The paper presents the first DGSEM-based high-order solver capable of simulating unsteady aerospike nozzle flows with shock capturing and turbulence modeling.

Findings

High-order accuracy demonstrated in 2D tests

Effective shock capturing with hybrid EV and FVSE schemes

Implicit turbulence modeling in 3D simulations

Abstract

A spectral element solver is developed for the high-fidelity simulation of the unsteady flow over an aerospike nozzle. The Navier-Stokes solver is a kinetic-energy-preserving, discontinuous Galerkin spectral element method (DGSEM) combined with a hybridization of an entropy viscosity (EV) and a finite-volume subcell element (FVSE) shock-capturing scheme.
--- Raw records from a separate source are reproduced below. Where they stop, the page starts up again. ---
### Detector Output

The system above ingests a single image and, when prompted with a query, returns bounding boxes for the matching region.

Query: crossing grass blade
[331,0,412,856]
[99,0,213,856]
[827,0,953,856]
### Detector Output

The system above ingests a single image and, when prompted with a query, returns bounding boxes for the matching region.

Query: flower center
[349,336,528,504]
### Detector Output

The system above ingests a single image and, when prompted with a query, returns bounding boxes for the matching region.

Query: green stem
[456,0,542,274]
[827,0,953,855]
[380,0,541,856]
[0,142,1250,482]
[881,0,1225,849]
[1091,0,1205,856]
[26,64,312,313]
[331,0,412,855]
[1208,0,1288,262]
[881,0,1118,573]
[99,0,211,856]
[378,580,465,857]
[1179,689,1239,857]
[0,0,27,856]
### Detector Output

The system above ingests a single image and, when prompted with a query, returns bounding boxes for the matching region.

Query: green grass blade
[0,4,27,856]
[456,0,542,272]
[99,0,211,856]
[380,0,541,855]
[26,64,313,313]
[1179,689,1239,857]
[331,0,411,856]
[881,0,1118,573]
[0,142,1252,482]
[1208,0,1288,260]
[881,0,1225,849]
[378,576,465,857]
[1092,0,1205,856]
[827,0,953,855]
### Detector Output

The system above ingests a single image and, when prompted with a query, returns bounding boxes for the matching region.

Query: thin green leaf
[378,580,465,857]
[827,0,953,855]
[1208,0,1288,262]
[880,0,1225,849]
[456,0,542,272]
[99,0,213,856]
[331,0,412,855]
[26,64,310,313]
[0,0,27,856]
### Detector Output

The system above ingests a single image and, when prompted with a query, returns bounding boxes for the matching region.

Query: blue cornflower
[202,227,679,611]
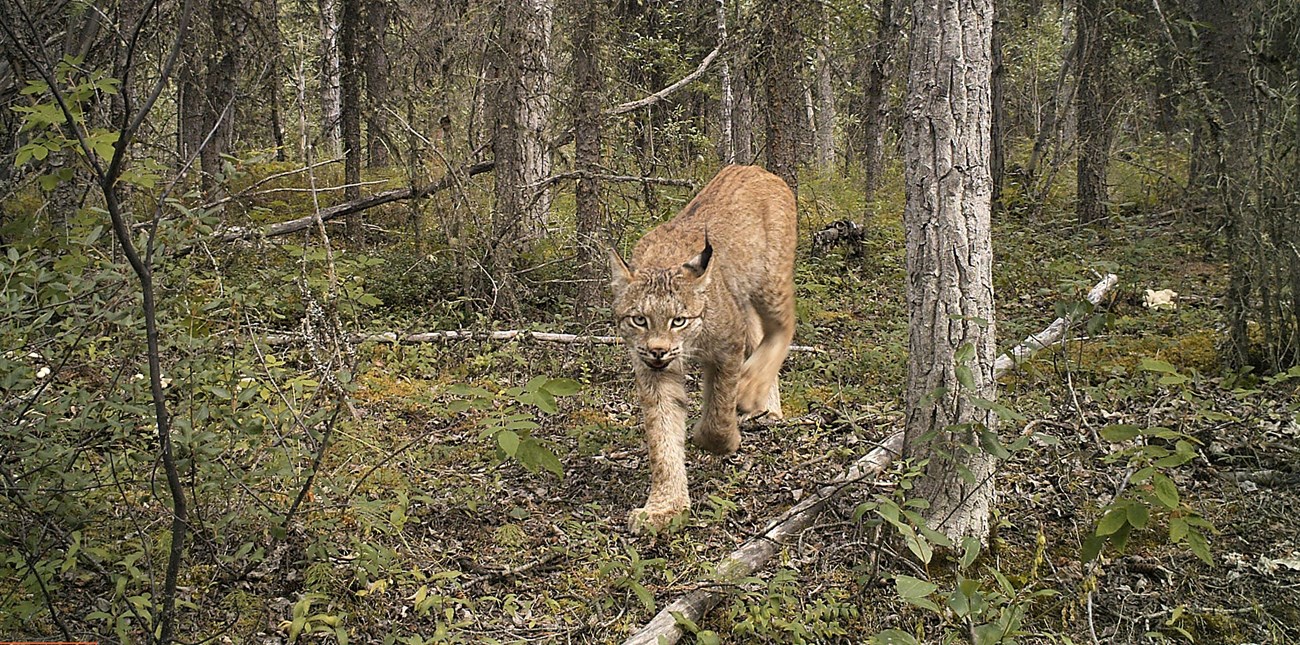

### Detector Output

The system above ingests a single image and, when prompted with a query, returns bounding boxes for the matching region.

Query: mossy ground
[5,157,1300,644]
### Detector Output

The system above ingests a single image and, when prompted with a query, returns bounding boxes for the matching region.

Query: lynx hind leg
[736,286,794,419]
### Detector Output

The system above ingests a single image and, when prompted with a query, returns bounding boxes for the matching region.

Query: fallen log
[623,273,1119,645]
[213,46,722,242]
[267,329,826,352]
[623,432,902,645]
[993,273,1119,378]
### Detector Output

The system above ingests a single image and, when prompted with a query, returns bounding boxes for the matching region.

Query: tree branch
[213,47,722,242]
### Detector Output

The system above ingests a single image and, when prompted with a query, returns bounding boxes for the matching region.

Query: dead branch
[993,273,1119,378]
[213,47,722,242]
[267,329,826,354]
[623,432,902,645]
[623,273,1119,645]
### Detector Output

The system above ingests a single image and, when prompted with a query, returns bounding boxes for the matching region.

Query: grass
[0,157,1300,644]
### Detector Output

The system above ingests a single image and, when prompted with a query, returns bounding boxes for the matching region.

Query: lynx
[610,166,796,532]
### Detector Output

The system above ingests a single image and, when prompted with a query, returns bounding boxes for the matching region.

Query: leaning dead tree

The diffusive FVSE method is locally called only at locations where the EV method cannot sufficiently smooth the sharp solution gradients that suddenly appear in the supersonic, vortex-dominated jet generated by the aerospike nozzle. Two-dimensional tests of a perfectly expanded and an underexpanded nozzle flow demonstrate that the method is high-order accurate and captures unsteady flow phenomena at supersonic and hypersonic conditions. A resolved three-dimensional simulation at a Reynolds number of 95,000 shows that the solver implicitly models turbulent dissipation at the subgrid scales. To the authors' knowledge, these simulations represent the first DGSEM computations of the resolved, unsteady flow over an aerospike nozzle.